2004 Home Design: Child’s Nursery
If you don’t know the sex of your baby, how do you decorate the nursery? Easy—a gender-neutral room. Here are some hints.
Boy or Girl?
When I was pregnant with my first child, my old-fashioned husband convinced me that we should not find out the sex of our baby.
Then it came time to decorate the nursery.
Maybe it was the hormones that kicked in during my second trimester, but I couldn't stop thinking about the room: I wanted something pink and swirly for a girl, blue and stripey for a boy. I ended up painting our baby's room chamois—a buttery yellow from Ralph Lauren—and added white Ikea furniture, a yellow-and-white-checkered upholstered rocking chair, and a red, four-poster crib from Bratt Décor.
I fought the impulse to decorate the room in my own tastes and tried to focus on making it a fun space for my baby. When people asked me what the nursery theme was, I shrugged and answered, "Primary colors?"
We hung an illuminated paper star above the crib and decided to work out the details—curtains, wall decor, linens—after our little angel arrived. We could wait to decide on bedding, because we had planned to have our newborn sleep in a cradle in our room for the first several weeks.
Custom-order companies can take as long as 12 weeks to deliver linens, so I looked to companies like Babystyle.com and Warm Biscuit Bedding Company (800-231-4231; warmbiscuit.com), which can ship stock within days, or stores such as Pottery Barn Kids, where I could pick up ready-made linens.
Those weren't our only options. Some stores, including Lewis of London in Rockville and Baby 2 Teen in Manassas and Fredericksburg, will keep two orders on hold—one for a boy's room, another for a girl's.
The expectant parents give their doctor permission to contact the store with the sex of the baby so that employees place the appropriate order.
Other stores, including Ethan Allen Kids in Reston, provide free in-house design services, utilizing traditional gender-neutral palettes, then suggest touches like wallpaper borders, lamps, and rugs to play up the baby's sex after he or she is born.
There's more to gender-neutral color palettes than just yellow and green.
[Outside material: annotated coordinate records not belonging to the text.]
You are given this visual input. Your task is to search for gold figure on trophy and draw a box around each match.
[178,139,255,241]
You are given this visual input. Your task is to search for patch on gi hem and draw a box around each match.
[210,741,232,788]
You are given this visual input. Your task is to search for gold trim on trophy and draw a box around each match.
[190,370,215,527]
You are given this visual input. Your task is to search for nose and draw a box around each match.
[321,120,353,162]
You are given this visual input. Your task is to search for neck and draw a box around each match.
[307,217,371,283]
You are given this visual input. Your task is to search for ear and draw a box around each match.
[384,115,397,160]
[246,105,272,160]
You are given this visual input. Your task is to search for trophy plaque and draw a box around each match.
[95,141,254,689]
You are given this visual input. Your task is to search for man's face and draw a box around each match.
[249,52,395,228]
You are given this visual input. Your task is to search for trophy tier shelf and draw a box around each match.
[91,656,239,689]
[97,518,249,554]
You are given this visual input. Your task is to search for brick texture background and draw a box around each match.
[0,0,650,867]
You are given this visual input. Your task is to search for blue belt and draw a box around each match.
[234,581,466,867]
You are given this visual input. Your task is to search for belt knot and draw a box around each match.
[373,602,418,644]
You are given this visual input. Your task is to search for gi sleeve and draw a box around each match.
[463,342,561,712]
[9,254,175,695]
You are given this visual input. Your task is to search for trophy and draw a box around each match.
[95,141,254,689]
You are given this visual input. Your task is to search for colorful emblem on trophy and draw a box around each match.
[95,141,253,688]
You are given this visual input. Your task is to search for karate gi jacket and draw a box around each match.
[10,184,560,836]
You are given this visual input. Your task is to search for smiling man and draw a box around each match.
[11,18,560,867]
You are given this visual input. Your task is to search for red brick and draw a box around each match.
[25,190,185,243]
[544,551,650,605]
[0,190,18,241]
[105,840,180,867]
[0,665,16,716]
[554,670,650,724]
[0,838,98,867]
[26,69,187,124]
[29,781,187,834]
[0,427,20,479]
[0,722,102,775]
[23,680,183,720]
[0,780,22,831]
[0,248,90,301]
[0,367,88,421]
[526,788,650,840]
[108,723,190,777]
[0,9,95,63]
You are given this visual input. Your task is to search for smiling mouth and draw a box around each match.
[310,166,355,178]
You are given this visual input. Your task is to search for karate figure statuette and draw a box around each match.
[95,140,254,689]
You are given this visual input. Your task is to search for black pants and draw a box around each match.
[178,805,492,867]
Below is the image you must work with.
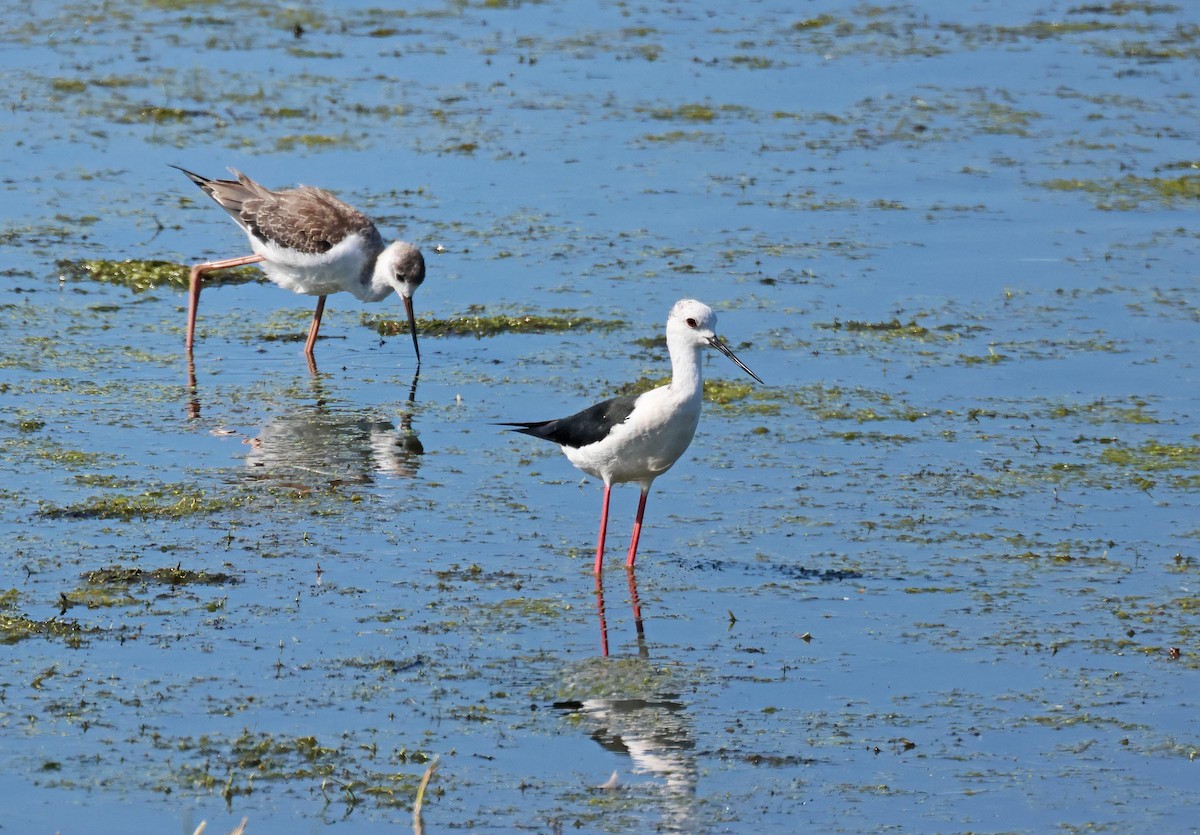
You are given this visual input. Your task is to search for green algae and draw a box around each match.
[58,258,263,293]
[792,14,836,31]
[169,729,439,809]
[1042,174,1200,211]
[83,565,238,585]
[38,487,257,519]
[362,313,625,340]
[0,612,95,647]
[1100,440,1200,473]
The design staff at Ethan Allen Kids suggests that almost any color, including blue, is considered appropriate for either sex, although pink still seems out of the question for a boy. Experts say that pale colors are soothing for babies, while bright or contrasting colors elicit the earliest responses.
A mom friend avoided predictable pastels in favor of a café-au-lait color for her baby's nursery walls, which complemented the dark-stained antique furniture and crib. She chose vintage prints from children's books to adorn the walls. When she learned she was having a boy, she accented the framed prints with periwinkle mats.
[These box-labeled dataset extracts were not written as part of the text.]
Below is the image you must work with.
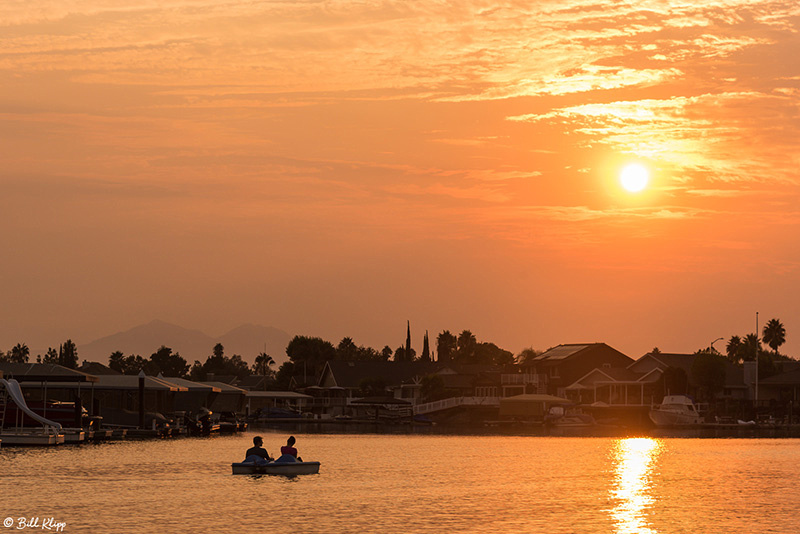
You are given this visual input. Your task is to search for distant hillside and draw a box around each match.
[78,320,291,365]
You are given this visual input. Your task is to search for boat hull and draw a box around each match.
[231,462,320,476]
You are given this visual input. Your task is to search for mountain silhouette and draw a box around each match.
[78,320,291,368]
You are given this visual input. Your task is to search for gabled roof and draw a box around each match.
[320,361,437,389]
[531,343,631,365]
[201,382,247,395]
[628,352,697,376]
[533,343,597,362]
[567,367,642,389]
[760,369,800,386]
[157,374,220,393]
[78,362,122,375]
[0,363,97,382]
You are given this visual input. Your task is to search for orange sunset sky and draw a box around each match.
[0,0,800,360]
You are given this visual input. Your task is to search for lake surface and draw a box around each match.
[0,430,800,534]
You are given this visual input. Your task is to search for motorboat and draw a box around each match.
[650,395,703,427]
[544,406,597,427]
[231,461,320,476]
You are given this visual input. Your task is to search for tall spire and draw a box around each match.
[406,321,411,361]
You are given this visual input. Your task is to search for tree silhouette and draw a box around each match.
[7,343,31,363]
[58,339,78,369]
[436,330,458,363]
[150,345,189,378]
[419,330,431,362]
[762,319,786,354]
[725,336,744,363]
[515,347,542,365]
[456,330,478,363]
[253,352,275,378]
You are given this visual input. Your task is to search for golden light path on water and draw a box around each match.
[610,438,662,534]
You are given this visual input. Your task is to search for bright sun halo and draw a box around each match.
[619,163,650,193]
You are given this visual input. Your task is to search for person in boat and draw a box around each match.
[244,436,272,464]
[278,436,303,462]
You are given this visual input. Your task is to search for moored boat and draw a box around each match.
[231,462,320,476]
[650,395,703,427]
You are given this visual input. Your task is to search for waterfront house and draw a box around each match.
[520,343,633,398]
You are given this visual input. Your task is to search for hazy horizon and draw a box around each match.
[0,0,800,358]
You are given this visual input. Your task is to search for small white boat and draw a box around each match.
[231,462,319,476]
[650,395,703,427]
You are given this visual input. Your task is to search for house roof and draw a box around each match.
[533,344,593,362]
[201,382,247,395]
[531,343,632,366]
[78,362,122,375]
[500,393,574,404]
[320,360,437,389]
[760,369,800,386]
[236,375,267,389]
[21,375,189,392]
[245,391,313,399]
[0,363,97,382]
[628,352,697,376]
[158,374,220,393]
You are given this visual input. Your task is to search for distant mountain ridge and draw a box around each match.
[78,320,291,365]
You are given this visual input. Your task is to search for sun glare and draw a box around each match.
[619,163,650,197]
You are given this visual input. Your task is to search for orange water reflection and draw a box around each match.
[610,438,662,533]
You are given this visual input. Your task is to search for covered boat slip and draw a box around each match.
[231,462,320,476]
[0,362,97,445]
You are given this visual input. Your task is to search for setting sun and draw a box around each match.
[619,163,650,193]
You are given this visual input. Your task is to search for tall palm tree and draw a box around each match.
[762,319,786,354]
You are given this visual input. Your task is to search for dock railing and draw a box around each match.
[414,397,500,415]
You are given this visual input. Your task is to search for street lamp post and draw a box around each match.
[753,312,761,421]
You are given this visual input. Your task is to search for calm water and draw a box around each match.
[0,431,800,534]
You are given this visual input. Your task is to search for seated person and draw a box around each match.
[244,436,272,464]
[276,436,303,462]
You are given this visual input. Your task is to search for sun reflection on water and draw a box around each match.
[610,438,662,533]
After my son was born, I decided to stay neutral. I bought a simple white crib bumper embroidered with nursery-rhyme characters off the shelf at Lewis of London. After that, it was easy to mix and match linens: a white-on-white striped fitted sheet from Babies R Us and a white matelasse crib skirt that I ordered online from Pottery Barn Kids completed Ethan's room.
With a second baby on the way, I'm being rewarded for my patience the first time around: Whether we have a boy or a girl, the nursery is essentially done. No paint fumes to worry about, no three-month wait for a new crib bumper.
I know I won't be able to resist picking out some new pieces for our second baby's room, but those sleepless nights during my third trimester won't be brought on by a nursery-nesting mania.